Senin, 01 Agustus 2011

New Capabilities in Contact Center Technology

By. Howard Baldwin

Not all of today’s contact center capabilities are new; what’s new about call-center technology is the ability for these capabilities to be quickly and inexpensively integrated. “Small businesses have always needed call center technology,” insists Chris Lyman, CEO of Fonality. “They’ve just never been able to afford it. Not just the call-center technology, but tying it into your back-office systems has been heinously expensive.”
Twenty years ago, telephone company equipment was proprietary — both the hardware and software were created solely for the use of the telephone company, so that when you wanted to integrate computer equipment with telephone equipment (known as computer-telephony integration, or CTI), the costs were exorbitant because the computer systems were probably proprietary as well, so you needed programmers who understood the intricacies of not one but two arcane systems.
In recent years, considerable change has taken place. Call center software runs on industry-standard servers, just as databases do; integrating applications is much simpler than it used to be. Even more important, most telephony systems now also run on industry-standard servers, rather than on proprietary hardware.

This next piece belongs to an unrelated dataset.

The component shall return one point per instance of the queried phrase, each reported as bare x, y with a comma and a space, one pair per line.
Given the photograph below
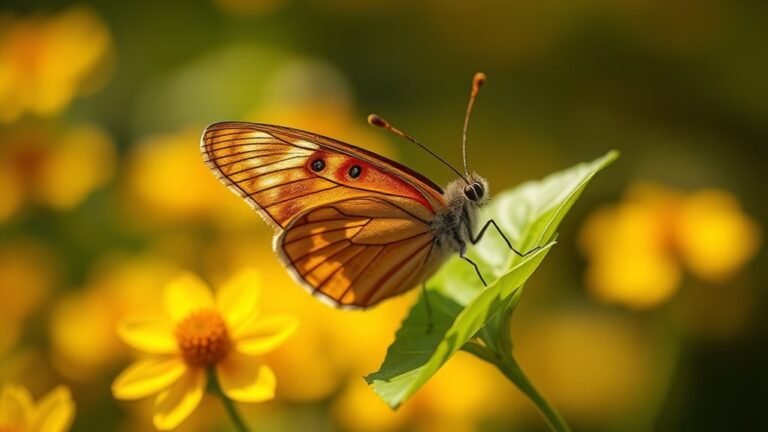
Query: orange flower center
203, 338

Finally, the convergence of voice and data networks — on which voice transmissions use the Internet protocol — makes call-center integration even less complicated, and less expensive to implement.
At the same time that voice and data networks have converged, specialized call-center capabilities have been integrated as well. At one time, you may have had to separately purchase automatic call distribution (ACD) software, which distributes calls into queues for agents, and integrate it with IVR software, which, as noted, routes calls to the appropriate department. It seems silly now, but Bern Elliott of the analyst firm Gartner notes that a major shift in the last few years has been for vendors to offer a full portfolio of such products. “The differences between the products have been reduced, and people want to get them through a single vendor or through a partnership,” he says.

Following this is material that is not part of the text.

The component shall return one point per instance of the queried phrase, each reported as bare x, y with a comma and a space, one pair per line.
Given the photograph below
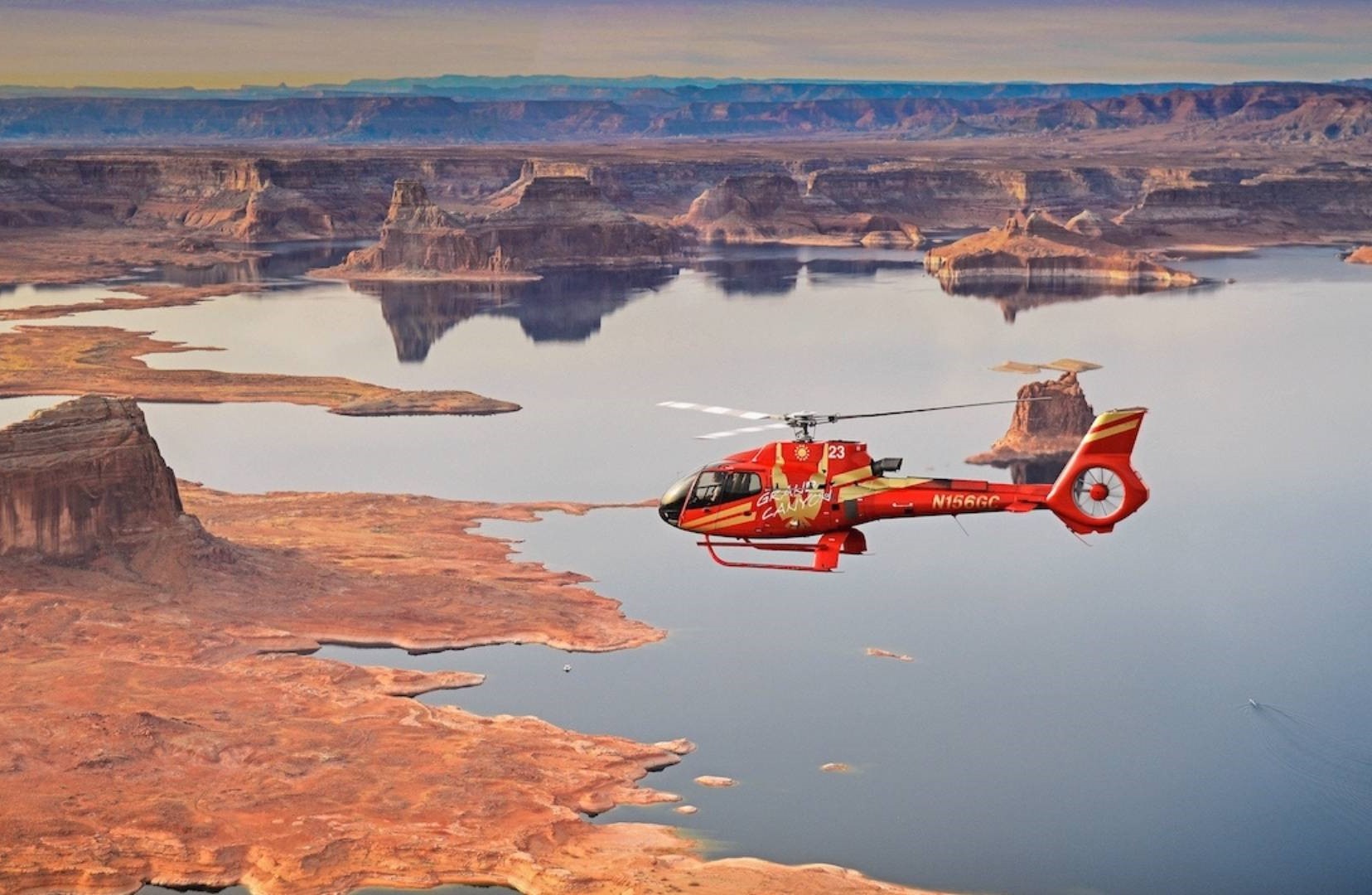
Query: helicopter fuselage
795, 489
792, 489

“Any vendor that you select now comes with the complete package,” notes Dan Coen, vice-president of call centers for CallSource, which offers call-center services on an outsourced basis. “You should be leery of a niche player, not because they won’t do that particular thing well, but because they can’t scale” as you need to add capabilities.
And that integration, insists Bern Elliott of the analyst firm Gartner, is what a call center is about. “It’s people supporting people. All you really need is for the most basic call center is a person and a phone. People get so caught up in the technology that they forget what’s important.”